Judge Denies Raid Cops’ Restraining Order, Allows Video of Them Eating Edibles as EvidenceRebecca KelleyAugust 20, 2015
The saga continues! For those of you who haven’t been following this story as it unfolds, a couple months ago police conducted a raid on a Santa Ana, California dispensary and were caught on camera eating the dispensary’s edibles products, playing darts, and making derogatory comments about a wheelchair-bound patient with an amputated leg who was inside the dispensary during the raid. The officers then proceeded to double down on their questionable behavior by suing their own department to prevent the video footage of them from being used as evidence. Their argument was that they were recorded without their knowledge or consent, having missed a camera when they attempted to locate and deactivate surveillance cameras at the beginning of the raid.

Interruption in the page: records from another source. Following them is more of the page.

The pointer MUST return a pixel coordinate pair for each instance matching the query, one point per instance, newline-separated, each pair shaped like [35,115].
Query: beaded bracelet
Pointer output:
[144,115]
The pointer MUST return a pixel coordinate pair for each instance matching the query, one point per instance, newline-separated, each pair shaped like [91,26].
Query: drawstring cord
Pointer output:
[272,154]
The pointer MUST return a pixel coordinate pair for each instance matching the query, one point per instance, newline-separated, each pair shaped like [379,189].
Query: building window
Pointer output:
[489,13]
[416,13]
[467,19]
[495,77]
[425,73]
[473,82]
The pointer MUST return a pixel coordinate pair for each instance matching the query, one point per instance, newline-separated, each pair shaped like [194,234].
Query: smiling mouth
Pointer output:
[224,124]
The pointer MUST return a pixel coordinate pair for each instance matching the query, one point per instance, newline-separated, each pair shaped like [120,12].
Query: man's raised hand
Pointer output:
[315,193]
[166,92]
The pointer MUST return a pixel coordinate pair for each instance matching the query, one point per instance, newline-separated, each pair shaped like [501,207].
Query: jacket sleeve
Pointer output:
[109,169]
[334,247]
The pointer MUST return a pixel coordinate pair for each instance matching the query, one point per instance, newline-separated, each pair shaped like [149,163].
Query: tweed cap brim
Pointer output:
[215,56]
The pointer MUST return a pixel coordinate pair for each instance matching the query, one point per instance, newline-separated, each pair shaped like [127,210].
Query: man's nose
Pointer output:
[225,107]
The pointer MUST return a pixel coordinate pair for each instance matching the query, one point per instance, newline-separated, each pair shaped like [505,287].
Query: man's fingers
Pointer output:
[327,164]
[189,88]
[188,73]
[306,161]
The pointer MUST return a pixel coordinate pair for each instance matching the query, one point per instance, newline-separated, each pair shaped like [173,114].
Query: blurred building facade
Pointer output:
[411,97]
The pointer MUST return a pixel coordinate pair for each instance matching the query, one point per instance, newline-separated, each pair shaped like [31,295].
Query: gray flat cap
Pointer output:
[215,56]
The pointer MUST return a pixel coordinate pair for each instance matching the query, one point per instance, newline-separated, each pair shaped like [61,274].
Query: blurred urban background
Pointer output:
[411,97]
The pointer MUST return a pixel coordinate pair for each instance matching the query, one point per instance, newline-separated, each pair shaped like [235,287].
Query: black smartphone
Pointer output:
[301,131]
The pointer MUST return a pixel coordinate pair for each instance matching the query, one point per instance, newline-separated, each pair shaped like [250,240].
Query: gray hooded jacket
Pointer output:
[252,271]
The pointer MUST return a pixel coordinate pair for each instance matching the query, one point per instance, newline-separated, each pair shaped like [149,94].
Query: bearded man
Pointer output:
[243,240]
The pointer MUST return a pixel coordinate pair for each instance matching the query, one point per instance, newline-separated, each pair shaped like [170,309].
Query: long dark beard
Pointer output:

Yesterday Orange County Superior Court judge Ronald Bauer weighed in on the restraining order and said that the footage can be used in the Santa Ana Police Department’s internal investigation. He explained that the officers’ reasonable expectation of privacy is moot because they were on-duty:
“While the officers have declared that they expected privacy, the court has concluded that they had no objectively reasonable expectation that their words and actions would not be observed. They should not expect privacy in their on-duty performance of an official function at a marijuana dispensary. They have made no claim that their work required secrecy or that it would be impeded by public review.”
The officers and the Santa Ana Police Union can continue to fight the case, although the police department is already facing a federal lawsuit from the dispensary that was raided. Attorney Matthew Pappas, who is representing the dispensary, is pleased with the judge’s ruling, saying it demonstrates how public officials need to be held accountable for their actions:
“They can’t hide behind these types of laws to prevent themselves from being held accountable for their behavior.”
Police being held accountable for their actions? What sort of utopian future is this?